Where their earlier albums showcased a range of styles and influences, including raucous guitars, No One Gets Hurt Ever feels more assured in its trajectory. “City Rain” feels like it could easily sit on their 1994 album Panic On with its focus on wet streets and a love for a city that doesn’t love you back. It feels like a sister piece to “What Holly Sees” in its observational reportage of the mundane as precious. “If I Drift Away” is as delicately introspective as anything from 2019’s glorious comeback record To Be Beautiful, while album closer “I Want a New Me (girlghostboyghost)” leaves us on something of a Motown-tinged pop high.

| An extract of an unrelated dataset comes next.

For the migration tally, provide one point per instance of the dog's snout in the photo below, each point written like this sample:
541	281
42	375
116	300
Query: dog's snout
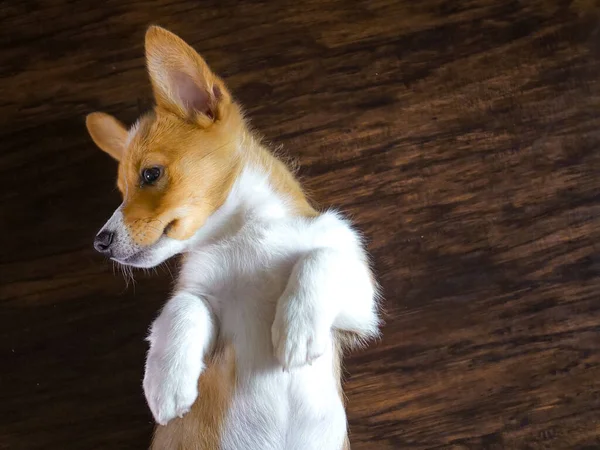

There is absolutely not a weak link on the album, even though some songs take a little longer than others to settle in the brain. A case in point is “Lou Mystery”, which brings all four original members of the band together and sees Matt Verta-Ray and Lorson duet. This is Cote wearing his love for Velvet Underground on his sleeve like never before (the title being not too far away from Lou Mr Reed can’t be by chance, friends), and the song is best summed up the loose drumming from Rick Kubic that sounds both overly languid (half-arsed even) but also entirely controlled. From press statements, it’s clear that this is Cote’s favourite ever Madder Rose song, yet it’s thorny compared to everything else on the record. That’s not to say it isn’t wonderful, it just takes a little while to appreciate it, while the tracks that sit around it are much more immediate. Therein lies the beauty of the band in general.
As with the release of To Be Beautiful, there seem to be no plans at present to get the band back on the road (c’mon, Primavera – get your chequebook out, ffs!), which feels like the only real shame of Madder Rose being back and making wonderful music together again. Despite the whimsical and melancholic longing of the songs, this isn’t nostalgia for the sake of anything other than creative expression. This band deserves a much wider audience, so go wallow in No One Gets Hurt Ever and swim in the musical current that’s strong enough to make you spin your arms in a wild rotation… if you know you know.